To calculate the magnitude of the average velocity, we can use the formula:
Average velocity = Total displacement / Total time
First, let's calculate the displacement for each segment of the trip:
For the first segment, the car travels east at a constant speed of 82 km/h for 1.5 hours. The displacement in the east direction can be calculated as:
Displacement1 = Speed1 × Time1 = 82 km/h × 1.5 h = 123 km east
For the second segment, the car travels at a speed of 113 km/h at an angle of 30° east of north for 1.6 hours. To find the displacement, we first need to calculate the horizontal and vertical components of the displacement:
Horizontal displacement = Speed2 × cos(theta) × Time2
Vertical displacement = Speed2 × sin(theta) × Time2
where theta is the angle of 30° east of north.
Horizontal displacement = 113 km/h × cos(30°) × 1.6 h = 97.95 km
Vertical displacement = 113 km/h × sin(30°) × 1.6 h = 54.92 km
Now, let's calculate the resultant displacement by calculating the sum of the eastward displacements and the sum of the northward displacements:
Sum of eastward displacements = Displacement1 + Horizontal displacement = 123 km + 97.95 km = 220.95 km east
Sum of northward displacements = Vertical displacement = 54.92 km north
To find the total displacement, we can use the Pythagorean theorem:
Total displacement = √[(Sum of eastward displacements)^2 + (Sum of northward displacements)^2]
= √[(220.95 km)^2 + (54.92 km)^2]
= √(48,813.2025 km^2 + 3,018.4864 km^2)
= √51,831.689 km^2
= 227.69 km
Next, we need to calculate the total time taken for the entire trip:
Total time = Time1 + Time2 = 1.5 h + 1.6 h = 3.1 h
Finally, we can calculate the magnitude of the average velocity:
Average velocity = Total displacement / Total time
= 227.69 km / 3.1 h
≈ 73.48 km/h
So, the magnitude of the average velocity for the trip is approximately 73.48 km/h.
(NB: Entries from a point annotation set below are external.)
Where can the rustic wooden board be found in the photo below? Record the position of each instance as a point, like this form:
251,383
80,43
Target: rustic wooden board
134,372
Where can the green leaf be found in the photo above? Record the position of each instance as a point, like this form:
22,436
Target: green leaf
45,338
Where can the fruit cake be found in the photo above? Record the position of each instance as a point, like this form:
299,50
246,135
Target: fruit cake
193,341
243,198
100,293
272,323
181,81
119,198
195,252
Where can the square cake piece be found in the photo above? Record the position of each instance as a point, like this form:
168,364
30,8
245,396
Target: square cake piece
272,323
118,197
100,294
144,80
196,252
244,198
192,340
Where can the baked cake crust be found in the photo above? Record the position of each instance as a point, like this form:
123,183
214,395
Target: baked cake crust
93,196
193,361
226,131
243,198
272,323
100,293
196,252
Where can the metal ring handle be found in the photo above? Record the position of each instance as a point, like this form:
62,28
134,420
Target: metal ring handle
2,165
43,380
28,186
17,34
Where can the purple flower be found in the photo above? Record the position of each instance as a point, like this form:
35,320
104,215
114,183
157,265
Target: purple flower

To find the direction of the average velocity, we can use trigonometry. The direction can be determined by calculating the angle between the resultant displacement vector and the east direction.
Angle = arctan((Sum of northward displacements) / (Sum of eastward displacements))
= arctan(54.92 km / 220.95 km)
= arctan(0.249)
≈ 14.16°
Therefore, the direction of the average velocity is approximately 14.16° north of east.
In summary, the average velocity for the trip is approximately 73.48 km/h directed 14.16° north of east.